Step 4: Generate the features

Currently, an example of how we generate the LIWC features is as follows (https://github.com/Watts-Lab/team_comm_tools/blob/main/src/team_comm_tools/features/lexical_features_v2.py):

def liwc_features(chat_df: pd.DataFrame, message_col) -> pd.DataFrame:
    """
        This function takes in the chat level input dataframe and computes lexical features 
        (rates at which the message contains contains words from a given lexicon, such as LIWC).

    Args:
        chat_df (pd.DataFrame): This is a pandas dataframe of the chat level features. Should contain 'message' column.
        message_col (str): This is a string with the name of the column containing the message / text.

    Returns:
        pd.DataFrame: Dataframe of the lexical features stacked as columns.
    """
    # Load the preprocessed lexical regular expressions
    try:
        current_dir = os.path.dirname(__file__)
        lexicon_pkl_file_path = os.path.join(current_dir, './assets/lexicons_dict.pkl')
        lexicon_pkl_file_path = os.path.abspath(lexicon_pkl_file_path)
        with open(lexicon_pkl_file_path, "rb") as lexicons_pickle_file:
            lexicons_dict = pickle.load(lexicons_pickle_file)

        # Return the lexical features stacked as columns
        return pd.concat(
            # Finding the # of occurrences of lexicons of each type for all the messages.
            [pd.DataFrame(chat_df[message_col + "_original"].apply(lambda chat: get_liwc_rate(regex, chat)))\
                                            .rename({message_col + "_original": lexicon_type + "_lexical_per_100"}, axis=1)\
                for lexicon_type, regex in lexicons_dict.items()], 
            axis=1
        )
    except:
        print("WARNING: Lexicons not found. Skipping feature..."
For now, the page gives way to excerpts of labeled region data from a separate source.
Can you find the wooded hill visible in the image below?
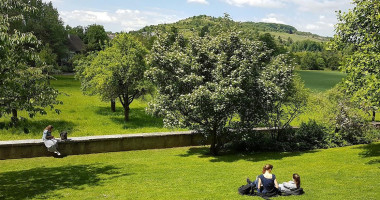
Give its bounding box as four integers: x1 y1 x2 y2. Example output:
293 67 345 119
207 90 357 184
135 15 329 42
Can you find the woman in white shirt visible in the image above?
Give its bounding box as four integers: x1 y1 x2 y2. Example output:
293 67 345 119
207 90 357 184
42 125 61 156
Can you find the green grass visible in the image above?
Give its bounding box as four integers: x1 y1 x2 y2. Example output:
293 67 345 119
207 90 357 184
0 143 380 200
297 70 346 92
0 76 184 140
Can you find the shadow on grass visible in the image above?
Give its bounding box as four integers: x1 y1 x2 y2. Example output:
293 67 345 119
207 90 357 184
0 165 131 200
357 143 380 168
96 107 164 129
179 147 318 162
0 119 76 137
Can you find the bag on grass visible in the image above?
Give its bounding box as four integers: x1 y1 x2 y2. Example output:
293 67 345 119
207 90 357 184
59 131 67 140
238 184 255 195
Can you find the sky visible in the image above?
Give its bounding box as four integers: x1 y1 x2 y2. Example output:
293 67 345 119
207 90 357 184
43 0 353 36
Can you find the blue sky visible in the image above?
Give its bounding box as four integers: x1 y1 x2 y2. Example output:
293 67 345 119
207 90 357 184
43 0 353 36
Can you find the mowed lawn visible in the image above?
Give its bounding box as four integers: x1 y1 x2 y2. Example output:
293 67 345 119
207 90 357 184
0 75 184 140
0 143 380 200
296 70 346 92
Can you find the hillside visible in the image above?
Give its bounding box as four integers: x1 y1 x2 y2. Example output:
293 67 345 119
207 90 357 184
135 15 329 42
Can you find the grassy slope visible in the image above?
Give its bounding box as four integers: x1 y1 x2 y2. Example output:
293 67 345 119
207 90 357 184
0 76 184 140
297 70 346 92
0 143 380 200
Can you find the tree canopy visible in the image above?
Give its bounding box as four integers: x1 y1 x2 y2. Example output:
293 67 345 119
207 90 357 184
76 33 148 121
331 0 380 115
0 0 61 121
147 31 302 154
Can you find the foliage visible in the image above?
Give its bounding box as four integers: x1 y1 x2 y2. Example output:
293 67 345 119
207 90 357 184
0 75 185 140
76 33 149 121
0 0 61 121
9 0 68 65
331 0 380 117
148 31 302 154
292 120 329 150
84 24 109 52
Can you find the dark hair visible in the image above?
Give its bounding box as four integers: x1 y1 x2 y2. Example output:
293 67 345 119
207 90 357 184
44 125 54 131
293 173 301 188
263 164 273 174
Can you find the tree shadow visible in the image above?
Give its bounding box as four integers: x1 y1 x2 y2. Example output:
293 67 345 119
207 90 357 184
0 119 76 138
178 147 318 162
357 143 380 168
0 164 131 200
96 107 164 129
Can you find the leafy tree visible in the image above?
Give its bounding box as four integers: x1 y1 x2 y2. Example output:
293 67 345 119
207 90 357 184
84 24 109 51
331 0 380 119
0 0 61 122
76 33 149 121
11 0 68 62
66 25 85 40
147 32 298 155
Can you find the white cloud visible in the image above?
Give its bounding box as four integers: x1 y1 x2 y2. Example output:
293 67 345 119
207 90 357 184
60 9 180 32
261 13 285 24
285 0 351 13
187 0 209 4
305 24 320 31
224 0 285 8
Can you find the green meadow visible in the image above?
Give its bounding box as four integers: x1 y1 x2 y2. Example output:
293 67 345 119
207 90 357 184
0 143 380 200
0 75 184 140
297 70 346 92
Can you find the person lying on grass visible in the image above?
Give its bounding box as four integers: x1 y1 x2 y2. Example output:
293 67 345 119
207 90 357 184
279 173 301 192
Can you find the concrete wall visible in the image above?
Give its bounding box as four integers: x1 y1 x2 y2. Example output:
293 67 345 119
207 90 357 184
0 131 202 160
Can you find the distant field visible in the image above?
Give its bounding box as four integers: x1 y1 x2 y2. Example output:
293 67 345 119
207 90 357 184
0 75 184 140
0 143 380 200
268 32 324 42
297 70 346 92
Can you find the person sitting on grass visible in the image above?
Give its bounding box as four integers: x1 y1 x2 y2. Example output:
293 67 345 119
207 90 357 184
279 173 301 192
252 164 278 195
42 125 61 156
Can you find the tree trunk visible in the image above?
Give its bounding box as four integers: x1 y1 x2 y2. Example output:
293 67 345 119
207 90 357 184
124 105 129 122
210 129 218 156
372 110 376 122
111 99 116 112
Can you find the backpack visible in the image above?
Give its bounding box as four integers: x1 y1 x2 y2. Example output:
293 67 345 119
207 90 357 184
238 184 255 195
281 188 305 196
59 131 67 140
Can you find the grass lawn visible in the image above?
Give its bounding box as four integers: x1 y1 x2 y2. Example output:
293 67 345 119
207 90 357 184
297 70 346 92
0 75 184 140
0 142 380 200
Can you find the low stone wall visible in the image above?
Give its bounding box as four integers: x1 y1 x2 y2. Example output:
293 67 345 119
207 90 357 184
0 131 202 160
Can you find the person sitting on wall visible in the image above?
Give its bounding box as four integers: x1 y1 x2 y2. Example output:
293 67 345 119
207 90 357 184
42 125 61 156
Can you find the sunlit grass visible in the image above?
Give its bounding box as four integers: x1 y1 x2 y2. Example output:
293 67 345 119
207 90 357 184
0 76 184 140
0 143 380 200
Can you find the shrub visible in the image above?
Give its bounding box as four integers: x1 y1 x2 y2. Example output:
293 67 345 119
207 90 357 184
294 120 328 150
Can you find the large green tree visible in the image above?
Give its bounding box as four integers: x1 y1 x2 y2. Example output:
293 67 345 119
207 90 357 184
332 0 380 119
147 31 293 155
84 24 109 51
0 0 60 121
76 33 149 121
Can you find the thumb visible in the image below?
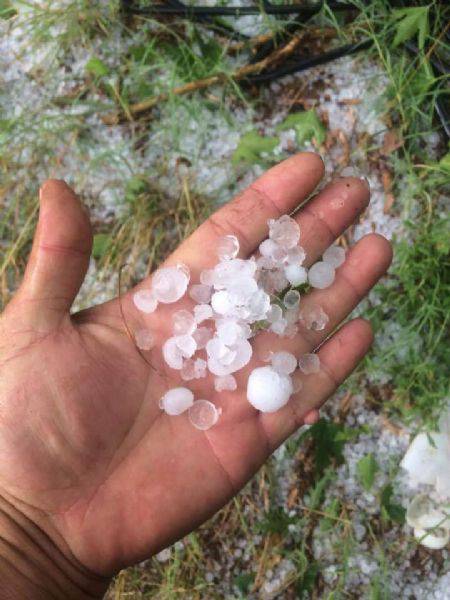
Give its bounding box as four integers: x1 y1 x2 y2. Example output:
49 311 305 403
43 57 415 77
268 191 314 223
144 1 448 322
17 179 92 329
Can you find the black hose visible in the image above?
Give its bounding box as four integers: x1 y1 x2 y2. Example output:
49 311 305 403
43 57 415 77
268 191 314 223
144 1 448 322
131 2 355 18
243 40 373 84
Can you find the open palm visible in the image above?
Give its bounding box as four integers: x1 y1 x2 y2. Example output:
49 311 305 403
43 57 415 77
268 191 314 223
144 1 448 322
0 153 391 596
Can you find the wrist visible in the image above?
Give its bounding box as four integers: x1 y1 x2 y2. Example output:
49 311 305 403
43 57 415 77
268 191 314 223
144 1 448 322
0 497 109 600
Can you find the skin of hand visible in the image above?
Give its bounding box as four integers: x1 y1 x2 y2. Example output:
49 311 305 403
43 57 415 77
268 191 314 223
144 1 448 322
0 153 392 598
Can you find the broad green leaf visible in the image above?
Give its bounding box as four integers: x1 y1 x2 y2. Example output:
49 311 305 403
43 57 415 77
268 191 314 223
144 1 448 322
392 6 429 49
381 483 406 525
277 109 326 146
307 419 359 475
295 561 320 598
85 56 109 77
0 0 17 21
231 131 279 164
439 152 450 173
356 454 379 491
234 573 255 594
92 233 111 259
256 507 298 534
The lexicons_dict.pkl file contains lexicons other than just LIWC, and my thought is that comparing the 2007 version to the 2015 version might actually be valuable. So, rather than simply replacing the 2007 version, those who pass in a valid dictionary file would just get a new set of additional features generated.

What this could look like is a modification to liwc_features above, so that it takes the dictionary as an argument; then, we could call it once on the "regular" (2007) dictionary, and once on the "new" (user-provided) dictionary. We could then calculate_chat_level_features so that the function will make the second call only if the user provided a valid dictionary; otherwise, we maintain status quo.
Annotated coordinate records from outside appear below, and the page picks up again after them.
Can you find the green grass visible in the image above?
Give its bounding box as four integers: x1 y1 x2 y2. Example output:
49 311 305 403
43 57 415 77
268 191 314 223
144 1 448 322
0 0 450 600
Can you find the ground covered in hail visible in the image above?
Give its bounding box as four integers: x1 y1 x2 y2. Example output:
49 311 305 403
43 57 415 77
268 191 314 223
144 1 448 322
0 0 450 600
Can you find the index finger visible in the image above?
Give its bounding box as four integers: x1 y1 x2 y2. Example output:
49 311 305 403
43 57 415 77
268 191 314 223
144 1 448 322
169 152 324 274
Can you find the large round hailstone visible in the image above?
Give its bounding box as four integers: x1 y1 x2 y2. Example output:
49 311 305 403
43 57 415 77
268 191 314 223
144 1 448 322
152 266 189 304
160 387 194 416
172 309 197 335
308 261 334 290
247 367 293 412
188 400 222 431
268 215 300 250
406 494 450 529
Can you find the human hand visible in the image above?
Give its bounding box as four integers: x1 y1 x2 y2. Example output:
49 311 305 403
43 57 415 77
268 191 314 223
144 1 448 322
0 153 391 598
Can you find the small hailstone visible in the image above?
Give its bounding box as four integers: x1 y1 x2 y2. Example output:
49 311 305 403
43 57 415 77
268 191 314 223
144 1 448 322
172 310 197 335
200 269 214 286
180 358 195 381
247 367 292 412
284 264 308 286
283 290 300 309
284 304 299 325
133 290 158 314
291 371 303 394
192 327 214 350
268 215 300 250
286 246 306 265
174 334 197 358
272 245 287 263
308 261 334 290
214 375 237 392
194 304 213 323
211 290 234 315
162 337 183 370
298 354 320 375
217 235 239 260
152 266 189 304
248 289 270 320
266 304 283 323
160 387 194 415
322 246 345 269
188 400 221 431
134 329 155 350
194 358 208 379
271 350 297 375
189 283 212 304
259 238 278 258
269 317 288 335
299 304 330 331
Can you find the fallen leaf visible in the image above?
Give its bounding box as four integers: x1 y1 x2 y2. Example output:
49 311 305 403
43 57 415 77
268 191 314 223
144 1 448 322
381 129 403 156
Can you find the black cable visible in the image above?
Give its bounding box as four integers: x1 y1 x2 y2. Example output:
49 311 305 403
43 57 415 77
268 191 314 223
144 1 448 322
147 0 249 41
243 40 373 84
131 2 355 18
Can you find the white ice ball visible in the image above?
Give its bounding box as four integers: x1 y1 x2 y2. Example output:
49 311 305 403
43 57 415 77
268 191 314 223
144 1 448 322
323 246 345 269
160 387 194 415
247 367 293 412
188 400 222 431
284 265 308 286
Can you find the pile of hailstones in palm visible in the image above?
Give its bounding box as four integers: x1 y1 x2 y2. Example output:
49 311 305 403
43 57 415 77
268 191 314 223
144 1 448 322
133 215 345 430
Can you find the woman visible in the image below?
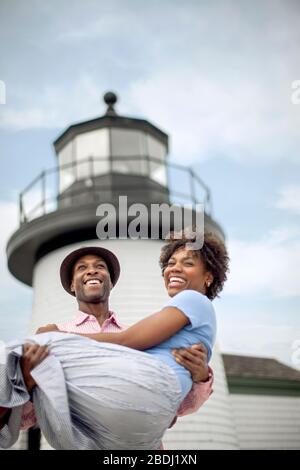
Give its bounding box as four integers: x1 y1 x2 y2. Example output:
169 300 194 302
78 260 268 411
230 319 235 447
0 234 228 450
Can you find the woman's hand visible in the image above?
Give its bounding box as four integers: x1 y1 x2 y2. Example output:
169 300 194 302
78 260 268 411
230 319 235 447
35 323 60 335
21 343 49 393
172 343 209 382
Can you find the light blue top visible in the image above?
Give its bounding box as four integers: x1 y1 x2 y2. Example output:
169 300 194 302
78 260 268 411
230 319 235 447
144 290 216 397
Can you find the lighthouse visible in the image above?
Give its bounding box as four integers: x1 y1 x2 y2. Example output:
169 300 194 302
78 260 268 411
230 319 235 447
7 92 237 449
Step 5: Clean up, Test, and Document

When developing this feature, we should try it with the 2015 version of the dictionary that Ryan provided, as well as invalid versions (to check that error checking functions as expected).

We'll also want to update the documentation to explain how users should expect to use this feature, e.g., here: https://conversational-featurizer.readthedocs.io/en/latest/basics.html

sundy1994 commented 1 month ago

Read in .dic File

I borrowed Ryan's code for loading .dic files: https://github.com/Watts-Lab/team_comm_tools/blob/yuxuan/bring_your_own_liwc/src/team_comm_tools/utils/check_embeddings.py#L179

In feature builder, if the user provides a valid path that ends in .dic, we'll try to load the dictionary. We can add more error checking in the future. https://github.com/Watts-Lab/team_comm_tools/blob/yuxuan/bring_your_own_liwc/src/team_comm_tools/feature_builder.py#L132

Convert to RegEx

I followed the same method in read_in_lexicons(). I updated it a bit cause lexicon = lexicon.replace('\**', '\*') will throw an invalid syntax error.

Generate the features

Per the instruction above, if the custom LIWC dict is provided, we'll generate a second set of lexicon features. I can further update this after #306 is solved.